Multi-focal injuries
Another area where care must be taken in determining the success of treatment is in cases where there are multi-focal, (more than one), injuries. Multi-focal injuries are common. In the neck they are usually present as an upper neck cervical facet injury and a lower neck disc herniation. The presence of upper neck pain after a C5/6 fusion does not mean the operation was a failure; it means there is a residual focus of untreated pain at the C2/3 facet. In the lumbar spine, multi-focal injuries can be seen with an injured disc and concomitant facet joint injury. A clue to the problem can be the presence of less intense residual back pain, usually of a different pattern than what was present prior to discectomy.

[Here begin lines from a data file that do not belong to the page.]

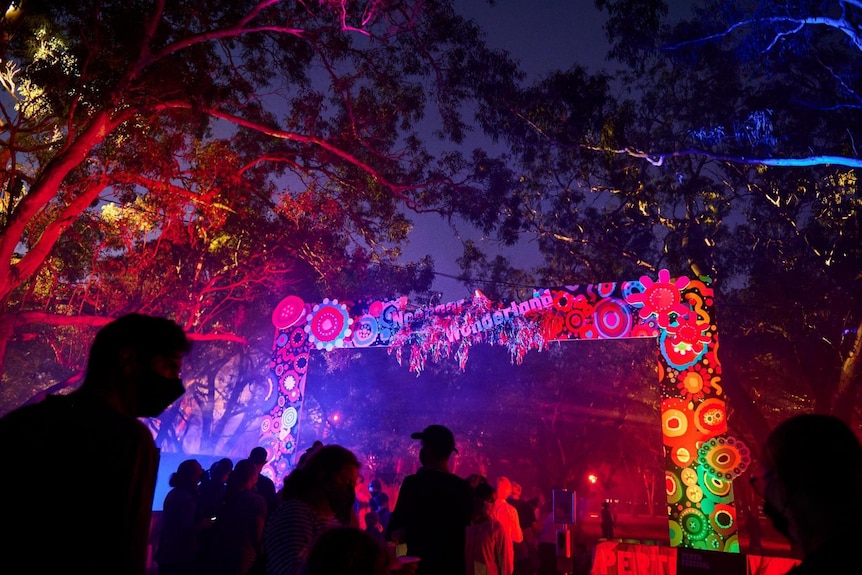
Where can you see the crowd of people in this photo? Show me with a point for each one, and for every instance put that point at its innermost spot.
(230, 520)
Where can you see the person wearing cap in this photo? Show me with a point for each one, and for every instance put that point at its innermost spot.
(433, 507)
(92, 513)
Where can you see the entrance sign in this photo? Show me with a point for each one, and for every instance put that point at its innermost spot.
(701, 461)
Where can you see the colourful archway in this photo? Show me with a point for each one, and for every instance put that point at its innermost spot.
(701, 461)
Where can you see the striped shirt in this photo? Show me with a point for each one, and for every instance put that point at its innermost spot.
(288, 534)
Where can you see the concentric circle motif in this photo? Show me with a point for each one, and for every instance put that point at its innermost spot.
(563, 301)
(731, 544)
(695, 525)
(674, 422)
(265, 424)
(300, 363)
(328, 325)
(633, 287)
(694, 493)
(606, 289)
(681, 455)
(712, 542)
(289, 418)
(710, 417)
(723, 520)
(270, 396)
(288, 311)
(612, 318)
(716, 489)
(688, 476)
(288, 382)
(675, 532)
(365, 330)
(724, 458)
(298, 337)
(673, 487)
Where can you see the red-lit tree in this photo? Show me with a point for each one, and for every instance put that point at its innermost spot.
(199, 160)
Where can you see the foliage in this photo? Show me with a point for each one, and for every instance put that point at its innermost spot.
(724, 144)
(200, 161)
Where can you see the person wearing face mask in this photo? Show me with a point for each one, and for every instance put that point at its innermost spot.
(83, 502)
(317, 495)
(811, 484)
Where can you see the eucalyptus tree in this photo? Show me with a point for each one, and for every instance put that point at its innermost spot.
(199, 159)
(723, 145)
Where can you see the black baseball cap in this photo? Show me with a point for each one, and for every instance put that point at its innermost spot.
(437, 437)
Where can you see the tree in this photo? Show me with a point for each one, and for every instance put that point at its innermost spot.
(726, 154)
(200, 160)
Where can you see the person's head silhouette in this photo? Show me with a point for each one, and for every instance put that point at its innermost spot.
(802, 460)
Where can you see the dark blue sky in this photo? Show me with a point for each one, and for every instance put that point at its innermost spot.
(543, 35)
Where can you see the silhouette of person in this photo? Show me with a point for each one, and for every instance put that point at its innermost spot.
(811, 484)
(433, 507)
(213, 487)
(507, 515)
(182, 522)
(525, 550)
(607, 521)
(265, 486)
(238, 531)
(346, 550)
(373, 526)
(107, 457)
(486, 542)
(317, 495)
(475, 479)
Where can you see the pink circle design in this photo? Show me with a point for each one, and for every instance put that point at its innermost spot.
(328, 325)
(288, 312)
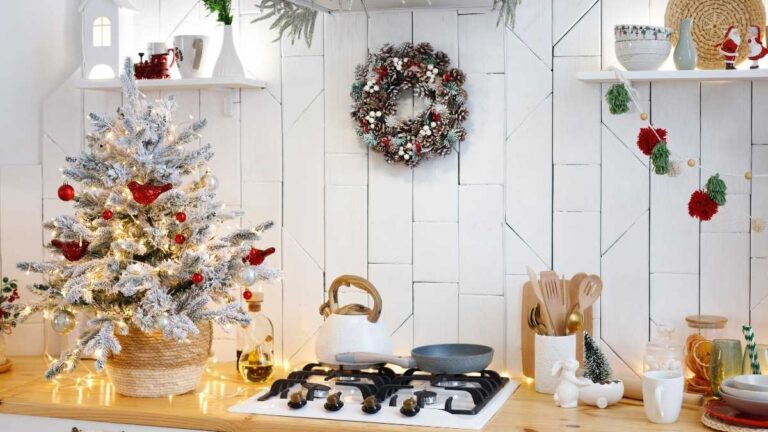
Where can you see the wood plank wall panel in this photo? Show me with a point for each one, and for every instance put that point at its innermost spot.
(545, 183)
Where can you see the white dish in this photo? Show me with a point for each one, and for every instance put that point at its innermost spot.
(757, 383)
(750, 395)
(757, 409)
(643, 54)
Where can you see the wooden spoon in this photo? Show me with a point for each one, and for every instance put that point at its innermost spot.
(589, 291)
(554, 302)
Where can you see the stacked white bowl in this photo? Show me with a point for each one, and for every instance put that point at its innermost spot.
(747, 393)
(642, 47)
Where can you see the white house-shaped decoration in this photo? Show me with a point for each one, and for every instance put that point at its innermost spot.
(107, 36)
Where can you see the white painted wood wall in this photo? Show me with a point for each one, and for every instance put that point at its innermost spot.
(547, 178)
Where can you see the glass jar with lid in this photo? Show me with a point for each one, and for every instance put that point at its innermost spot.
(703, 329)
(663, 353)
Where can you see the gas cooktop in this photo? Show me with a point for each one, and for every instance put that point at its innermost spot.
(379, 395)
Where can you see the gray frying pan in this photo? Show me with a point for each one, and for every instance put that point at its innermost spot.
(436, 359)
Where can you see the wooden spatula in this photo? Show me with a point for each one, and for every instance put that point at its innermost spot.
(554, 302)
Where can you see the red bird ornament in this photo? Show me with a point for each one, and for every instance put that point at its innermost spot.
(257, 256)
(72, 250)
(147, 194)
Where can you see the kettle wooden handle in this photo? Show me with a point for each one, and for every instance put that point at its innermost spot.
(332, 305)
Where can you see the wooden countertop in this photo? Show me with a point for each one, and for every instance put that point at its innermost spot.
(85, 396)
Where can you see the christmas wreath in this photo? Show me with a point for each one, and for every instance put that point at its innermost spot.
(378, 86)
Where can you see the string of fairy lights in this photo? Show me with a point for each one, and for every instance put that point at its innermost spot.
(757, 223)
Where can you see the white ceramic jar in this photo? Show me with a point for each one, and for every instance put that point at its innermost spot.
(548, 350)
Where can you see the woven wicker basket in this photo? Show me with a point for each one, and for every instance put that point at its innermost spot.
(710, 20)
(150, 366)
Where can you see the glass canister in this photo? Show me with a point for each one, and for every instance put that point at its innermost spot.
(255, 351)
(725, 362)
(698, 350)
(663, 353)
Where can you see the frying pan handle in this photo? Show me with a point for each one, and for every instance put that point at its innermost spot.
(361, 357)
(332, 305)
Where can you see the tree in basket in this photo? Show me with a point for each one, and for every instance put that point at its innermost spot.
(142, 255)
(603, 391)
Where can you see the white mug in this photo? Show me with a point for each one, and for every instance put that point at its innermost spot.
(663, 395)
(191, 51)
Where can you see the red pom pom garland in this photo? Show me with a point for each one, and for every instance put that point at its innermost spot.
(647, 139)
(701, 206)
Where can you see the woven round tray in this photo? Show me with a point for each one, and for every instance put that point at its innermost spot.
(150, 366)
(710, 20)
(720, 425)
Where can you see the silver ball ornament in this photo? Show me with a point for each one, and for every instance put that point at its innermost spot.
(247, 276)
(209, 181)
(63, 321)
(161, 322)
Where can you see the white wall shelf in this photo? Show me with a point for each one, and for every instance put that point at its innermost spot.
(182, 83)
(675, 75)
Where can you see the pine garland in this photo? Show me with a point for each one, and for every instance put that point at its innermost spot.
(618, 99)
(222, 9)
(507, 12)
(596, 366)
(716, 189)
(290, 18)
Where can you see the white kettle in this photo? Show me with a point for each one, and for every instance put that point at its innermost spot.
(353, 327)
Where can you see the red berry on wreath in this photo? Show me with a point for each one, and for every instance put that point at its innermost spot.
(197, 278)
(701, 206)
(66, 192)
(647, 139)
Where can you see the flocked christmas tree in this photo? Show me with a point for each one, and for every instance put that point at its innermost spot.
(596, 366)
(142, 249)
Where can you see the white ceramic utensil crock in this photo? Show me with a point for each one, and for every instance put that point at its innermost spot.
(353, 327)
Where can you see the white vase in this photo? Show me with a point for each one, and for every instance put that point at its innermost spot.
(548, 350)
(3, 358)
(228, 65)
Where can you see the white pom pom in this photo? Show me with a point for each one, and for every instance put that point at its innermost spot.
(758, 224)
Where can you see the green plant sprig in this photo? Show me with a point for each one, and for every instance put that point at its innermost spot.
(222, 9)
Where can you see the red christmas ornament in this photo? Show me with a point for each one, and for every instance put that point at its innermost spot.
(647, 140)
(257, 256)
(197, 278)
(66, 192)
(72, 250)
(701, 206)
(147, 194)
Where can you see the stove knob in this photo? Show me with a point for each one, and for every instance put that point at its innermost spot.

Multi-focal problems are common in injury patients, especially those that have withstood high force vehicular injuries. Treating physicians and experts should take care to identify the residual pain sources. Careful identification of the residual pain generators will distinguish the patient as having untreated residual pain, rather than being a treatment faiure.
Surgical Goals
Lastly, the goals of surgery must be considered when determining success. When treating limb weakness due to spinal cord or nerve compression, the goal is to arrest progression, not to reverse it. Residual weakness is not treatment failure, nor is residual back pain. When discectomy is performed for radiculopathy, though often there is back pain improvement, it is not the major goal of surgery. Therefore, relief of leg pain after discectomy in a patient with residual back pain may still be considered a treatment success. Of course, back pain relief should be an achievable goal in procedures performed specifically to address back pain.
Conclusion
It is common for defense experts and defense attorneys to portray a successful surgery as unsuccessful. Doing so may undermine the validity of the entire surgical effort as well as the credibility of the treating surgeon. One can effectively counter such false claims with an understanding of the objective measures of surgical success, the durability of certain procedures and knowledge of the surgical anatomic target and the goals of surgery. This requires a dialogue between the surgeon and the plaintiff attorney and requires the surgeon to employ preoperative and postoperative assessment tools.
Dan Cain, MD
The views expressed are the personal views of the author and do not represent the views of The Brain, Spine and Joint Group, its managers, affiliates, partners, employees or its clients. Furthermore, the information provided by the author is not intended to be expert or legal advice.